Cosplay, “Capivara” e mídia espontânea: marketing de experiência na prática
Entre as ações descritas por Marcelo, um dos pontos de maior destaque foi o uso de cosplay e personagens caracterizados como ferramenta de interação. A apresentação explicou que o público tirou fotos para postar em redes sociais, ampliando a reverberação digital da participação no evento.
A narrativa traz ainda um caso específico: a “ativação Capivara”, apresentada como um sucesso à parte, com apelo junto a públicos variados, de crianças a adultos. Em grandes eventos, esse tipo de elemento “icônico” pode cumprir um papel decisivo: ele cria um símbolo reconhecível, capaz de atrair atenção e gerar memória afetiva — dois ativos valiosos no mercado de entretenimento.
O relatório também registra a presença de veículos de comunicação e influenciadores, gerando mídia espontânea e conteúdos em sites, redes sociais e lives. O material menciona que foram produzidas publicações digitais, e a própria apresentação inclui referências a links e registros dessa cobertura.
Brindes e itens colecionáveis: a construção de comunidade e valor percebido
Outro aspecto detalhado foi a produção e distribuição de itens colecionáveis. A apresentação lista materiais como copos personalizados, bottons, ímãs, miniaturas, dioramas, adesivos, pôsteres, demonstrando que a estratégia de presença foi desenhada para aumentar o tempo de permanência das pessoas no estande e fortalecer vínculo com a marca do game.
Em termos de posicionamento, o relatório também registra o estande como um espaço de 12m², localizado na Área Indie, com “ampla visitação do público-alvo” e expectativa de fluxo alinhada ao tamanho do evento.
A dimensão de equipe: jogos são coletivos (e a BGS evidencia isso)

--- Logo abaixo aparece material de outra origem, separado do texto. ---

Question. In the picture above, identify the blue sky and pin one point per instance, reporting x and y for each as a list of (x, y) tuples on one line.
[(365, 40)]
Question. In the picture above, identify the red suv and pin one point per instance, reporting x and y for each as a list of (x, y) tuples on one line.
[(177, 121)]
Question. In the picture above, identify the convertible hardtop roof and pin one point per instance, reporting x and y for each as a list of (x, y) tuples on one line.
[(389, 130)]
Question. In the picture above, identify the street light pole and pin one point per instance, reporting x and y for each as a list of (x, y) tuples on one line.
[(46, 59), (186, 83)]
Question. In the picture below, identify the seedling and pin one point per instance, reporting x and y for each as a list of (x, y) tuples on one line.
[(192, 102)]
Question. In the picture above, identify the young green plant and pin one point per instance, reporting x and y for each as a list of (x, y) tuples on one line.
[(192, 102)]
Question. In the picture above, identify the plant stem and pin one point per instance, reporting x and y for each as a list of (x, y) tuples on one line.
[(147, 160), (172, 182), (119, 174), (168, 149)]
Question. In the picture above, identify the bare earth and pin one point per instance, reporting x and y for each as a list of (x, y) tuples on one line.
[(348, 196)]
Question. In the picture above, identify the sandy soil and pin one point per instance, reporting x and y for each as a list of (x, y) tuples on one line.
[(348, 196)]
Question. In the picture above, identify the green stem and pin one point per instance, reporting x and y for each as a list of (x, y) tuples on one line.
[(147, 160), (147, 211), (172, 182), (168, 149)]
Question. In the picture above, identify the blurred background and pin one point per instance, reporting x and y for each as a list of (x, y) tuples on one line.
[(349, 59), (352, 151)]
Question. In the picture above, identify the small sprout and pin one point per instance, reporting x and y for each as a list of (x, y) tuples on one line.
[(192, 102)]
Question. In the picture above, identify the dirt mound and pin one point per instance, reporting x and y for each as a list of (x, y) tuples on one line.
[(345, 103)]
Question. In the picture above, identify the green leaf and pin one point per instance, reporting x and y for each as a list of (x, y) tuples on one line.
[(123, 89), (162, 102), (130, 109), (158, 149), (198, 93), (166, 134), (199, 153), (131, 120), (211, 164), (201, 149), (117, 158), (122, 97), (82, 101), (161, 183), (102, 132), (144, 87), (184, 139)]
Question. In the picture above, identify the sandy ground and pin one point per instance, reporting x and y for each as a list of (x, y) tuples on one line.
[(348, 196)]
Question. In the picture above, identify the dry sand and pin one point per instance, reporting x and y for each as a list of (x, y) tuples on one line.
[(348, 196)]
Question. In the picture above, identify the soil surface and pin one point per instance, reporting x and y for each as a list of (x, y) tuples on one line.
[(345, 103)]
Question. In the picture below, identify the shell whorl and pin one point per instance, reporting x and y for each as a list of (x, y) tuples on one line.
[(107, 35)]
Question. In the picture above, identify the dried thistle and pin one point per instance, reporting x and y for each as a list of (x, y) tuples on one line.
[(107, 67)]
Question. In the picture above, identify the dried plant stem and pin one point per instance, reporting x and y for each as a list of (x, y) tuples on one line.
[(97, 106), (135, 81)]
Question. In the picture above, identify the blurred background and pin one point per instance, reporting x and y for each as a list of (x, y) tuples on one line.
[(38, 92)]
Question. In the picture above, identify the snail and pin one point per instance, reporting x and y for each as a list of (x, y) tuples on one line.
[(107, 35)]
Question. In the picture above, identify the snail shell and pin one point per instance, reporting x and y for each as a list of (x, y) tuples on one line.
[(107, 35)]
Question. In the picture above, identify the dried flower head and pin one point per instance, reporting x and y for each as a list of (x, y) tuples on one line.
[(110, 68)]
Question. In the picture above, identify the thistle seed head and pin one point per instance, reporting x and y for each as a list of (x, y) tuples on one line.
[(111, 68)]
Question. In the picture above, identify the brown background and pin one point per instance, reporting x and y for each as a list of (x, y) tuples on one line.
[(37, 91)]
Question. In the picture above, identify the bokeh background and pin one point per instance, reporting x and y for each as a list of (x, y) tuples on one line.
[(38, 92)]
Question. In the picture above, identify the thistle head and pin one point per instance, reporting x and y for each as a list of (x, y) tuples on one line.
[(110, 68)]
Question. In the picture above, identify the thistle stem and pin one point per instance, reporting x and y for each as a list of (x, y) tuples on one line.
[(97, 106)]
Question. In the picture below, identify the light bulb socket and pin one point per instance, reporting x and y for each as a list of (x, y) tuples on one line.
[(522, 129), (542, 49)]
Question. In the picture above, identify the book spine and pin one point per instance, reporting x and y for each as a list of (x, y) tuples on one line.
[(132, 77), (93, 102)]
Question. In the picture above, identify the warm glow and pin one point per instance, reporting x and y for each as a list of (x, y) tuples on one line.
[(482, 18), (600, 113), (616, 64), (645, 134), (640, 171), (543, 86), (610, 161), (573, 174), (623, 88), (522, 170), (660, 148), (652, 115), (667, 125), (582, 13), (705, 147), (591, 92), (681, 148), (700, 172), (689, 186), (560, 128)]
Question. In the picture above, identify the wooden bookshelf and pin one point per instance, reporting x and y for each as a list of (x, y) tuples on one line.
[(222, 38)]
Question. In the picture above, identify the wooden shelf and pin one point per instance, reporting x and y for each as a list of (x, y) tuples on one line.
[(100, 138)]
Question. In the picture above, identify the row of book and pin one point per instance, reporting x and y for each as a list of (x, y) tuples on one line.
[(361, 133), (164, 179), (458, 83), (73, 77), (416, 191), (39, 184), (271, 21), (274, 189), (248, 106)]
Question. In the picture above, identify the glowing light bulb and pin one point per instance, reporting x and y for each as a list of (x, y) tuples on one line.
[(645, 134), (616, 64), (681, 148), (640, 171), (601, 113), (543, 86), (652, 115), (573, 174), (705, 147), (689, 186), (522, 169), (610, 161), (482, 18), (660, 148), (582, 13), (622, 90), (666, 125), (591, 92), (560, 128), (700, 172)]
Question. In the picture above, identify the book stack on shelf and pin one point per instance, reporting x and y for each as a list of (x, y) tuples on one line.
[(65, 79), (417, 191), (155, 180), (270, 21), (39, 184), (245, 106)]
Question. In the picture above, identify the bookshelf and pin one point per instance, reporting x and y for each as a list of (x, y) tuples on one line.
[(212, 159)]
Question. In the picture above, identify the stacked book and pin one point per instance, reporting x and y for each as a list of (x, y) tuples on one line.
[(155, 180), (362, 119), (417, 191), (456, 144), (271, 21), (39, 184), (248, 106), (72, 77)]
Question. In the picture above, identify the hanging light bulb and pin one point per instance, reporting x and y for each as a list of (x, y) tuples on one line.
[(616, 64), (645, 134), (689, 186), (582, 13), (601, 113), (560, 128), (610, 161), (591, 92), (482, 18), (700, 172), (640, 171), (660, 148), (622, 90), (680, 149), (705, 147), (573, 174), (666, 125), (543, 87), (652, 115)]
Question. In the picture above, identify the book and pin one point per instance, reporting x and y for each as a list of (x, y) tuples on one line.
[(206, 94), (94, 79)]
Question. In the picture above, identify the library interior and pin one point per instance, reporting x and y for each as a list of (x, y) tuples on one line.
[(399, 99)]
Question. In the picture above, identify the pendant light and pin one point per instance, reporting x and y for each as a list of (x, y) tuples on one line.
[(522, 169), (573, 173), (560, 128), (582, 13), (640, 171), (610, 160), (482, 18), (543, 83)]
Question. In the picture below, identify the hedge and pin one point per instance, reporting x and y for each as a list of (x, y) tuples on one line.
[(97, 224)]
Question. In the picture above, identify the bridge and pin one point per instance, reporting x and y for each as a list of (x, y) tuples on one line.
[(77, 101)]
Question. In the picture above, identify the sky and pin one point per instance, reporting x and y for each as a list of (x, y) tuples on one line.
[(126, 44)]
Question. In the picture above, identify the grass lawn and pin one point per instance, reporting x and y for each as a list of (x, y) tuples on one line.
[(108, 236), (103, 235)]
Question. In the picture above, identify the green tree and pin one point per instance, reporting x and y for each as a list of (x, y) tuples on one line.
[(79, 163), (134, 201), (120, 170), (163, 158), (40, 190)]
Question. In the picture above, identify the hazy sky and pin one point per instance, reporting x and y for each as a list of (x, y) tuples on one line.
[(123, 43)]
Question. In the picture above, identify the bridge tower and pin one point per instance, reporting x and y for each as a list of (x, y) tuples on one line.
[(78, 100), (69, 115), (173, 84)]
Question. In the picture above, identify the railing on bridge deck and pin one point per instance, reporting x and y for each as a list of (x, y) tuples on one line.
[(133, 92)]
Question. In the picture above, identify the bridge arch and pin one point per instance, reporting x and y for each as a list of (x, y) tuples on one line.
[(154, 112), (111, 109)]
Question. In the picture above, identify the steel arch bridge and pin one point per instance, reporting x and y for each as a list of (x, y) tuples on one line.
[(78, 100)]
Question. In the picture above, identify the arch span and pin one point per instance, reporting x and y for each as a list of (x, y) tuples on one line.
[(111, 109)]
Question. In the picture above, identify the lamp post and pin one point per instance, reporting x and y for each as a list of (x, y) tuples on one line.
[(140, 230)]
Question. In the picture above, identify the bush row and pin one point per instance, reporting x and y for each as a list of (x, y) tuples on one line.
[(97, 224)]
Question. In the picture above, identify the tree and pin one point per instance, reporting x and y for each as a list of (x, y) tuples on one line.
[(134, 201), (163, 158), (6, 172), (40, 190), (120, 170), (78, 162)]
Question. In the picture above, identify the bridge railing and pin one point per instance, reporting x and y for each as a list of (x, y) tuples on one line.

Ao final, a apresentação trouxe a seção de contato e uma listagem de papéis da equipe, reforçando a dimensão coletiva da produção. O material identifica Marcelo Herzog como Diretor Executivo e detalha diferentes funções (produto, produção, arte, game design, programação, comunicação, administrativo, programação sênior, level design, animação, ilustração/modelagem 3D, UX/UI e motion design), com nomes associados a cada área. A mensagem é clara: presença em evento grande exige não apenas um jogo jogável, mas também uma operação coordenada de equipe e comunicação.
Um dia que conectou “projeto” e “execução”: o que o público levou do 26/11
O dia 26/11 se destacou por unir duas pontas que, na prática, definem a trajetória de muitos estúdios e desenvolvedores: como captar e estruturar (Fabiano) e como apresentar e ampliar alcance (Marcelo). Para quem está começando, a noite ofereceu linguagem, referências e caminhos. Para quem já produz, reforçou algo que o mercado exige cada vez mais: profissionalização — no documento, no pitch, no cronograma, na proposta de valor, na comunicação e na presença pública.
No contexto do Vitória Game Party, essa noite cumpriu um papel técnico e formativo que vai além de uma palestra tradicional: foi uma aula sobre sustentabilidade de carreira e projeto, com exemplos conectados ao Espírito Santo e ao mercado nacional. Em última instância, o que se viu no dia 26/11 foi uma síntese do que o evento se propõe a construir: um espaço onde conhecimento vira prática, e prática vira perspectiva concreta de crescimento para quem desenvolve jogos.